Demikian juga hasil yang diperoleh dari uji simple statistic distribusi frekuensi terhadap pengukuran kepuasan pasien sebelum implementasi menggunakan metode penugasan primary nursing dan setelah implementasi menggunakan metode penugasan primary nursing menunjukkan bahwa ada peningkatan yaitu kepuasan pasien dari 63,25% menjadi 80% sangat puas.

c. Pelajaran yang didapat dari penelitian action research (lesson learned)

Pelaksanaan penelitian ini banyak memberikan ilmu bagi peneliti dan perawat. Pelajaran yang diperoleh peneliti adalah peneliti belajar lebih dalam lagi tentang metode penugasan primary nursing terfokus pada kerja perawat primer dan perawat pelaksana selama 24 jam dan tentang action research, peneliti dapat menganalisa data kualitatif dan data kuantitatif, mampu mengumpulkan dan

mengorganisasikan perawat, mampu melakukan pendekatan kepada pihak managerial rumah sakit, meningkatkan kemampuan berkomunikasi dengan terlaksananya seminar serta merasa puas terhadap hasi yang diperoleh dari penelitian ini.
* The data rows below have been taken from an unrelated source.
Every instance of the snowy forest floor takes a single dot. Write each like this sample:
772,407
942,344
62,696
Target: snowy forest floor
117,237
Bagi perawat penelitian ini memberikan tambahan ilmu pengetahuan tentang metode penugasan primary nursing, berani mengeluarkan pendapat, mampu berkolaborasi dengan tim kesehatan lain, mampu mengambil keputusan, mampu bertanggung jawab, mampu bekerja dalam satu tim perawat primer dan mampu memberikan asuhan keperawatan secara menyeluruh kepada pasien/keluarga. Perawat mampu menganalisa kelemahan dan kelebihan dari hasil kerja antara peneliti dan partisipan yaitu tentang metode penugasan primary nursing.

d. Keterbatasan penelitian

Selama proses penelitian berlangsung, ada beberapa keterbatasan yang dialami, yaitu waktu untuk berkumpul dan berdiskusi terbatas karena tingginya aktivitas perawat di ruang Raflesia lantai 1 dikarenakan menguutamakan memberikan pelayanan keperawatan kepada pasien/keluarga. Ruang Raflesia lantai 1 memiliki ketergantungan pasien dengan mayoritas parsial dan total sehingga menuntut beban kerja yang lebih tinggi, ners yang bertugas di ruangan Raflesia lantai 1 tidak memiliki kompetensi yang sama.
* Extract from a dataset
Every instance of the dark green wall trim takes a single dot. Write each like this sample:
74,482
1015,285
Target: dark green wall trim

Perawat yang menjadi tim perumus struktur metode penugasan primary nursing sulit dikumpulkan karena mereka melaksanakan tugas pada shift yang

berbeda. Hal ini disebabkan pelaksanaan tugas menggunakan tiga shift dinas. Kuesioner Kepuasan Perawat (KKP) belum dapat disebarkan bagi perawat disebabkan adanya kekurangan/kelemahan yaitu tidak dapat dinilai secara pre dan

post, semoga peneliti selanjutnya dapat menyempurnakan penelitian tentang metode penugasan primary nursing secara mendalam di ruang Raflesia.

Peneliti menyadari bahwa penelitian tentang metode penugasan primary

nursing yang belum pernah dilakukan di RSUD Dr. Pirngadi Kota Medan baru

dimulai di ruang Raflesia lantai 1. Action research yang dilakukan peneliti masih membutuhkan waktu untuk melakukan evaluasi tentang keberhasilan metode penugasan primary nursing di ruang Raflesia lantai 1 minimal 6 bulan sementara peneliti hanya melakukan penelitian selama 9 minggu.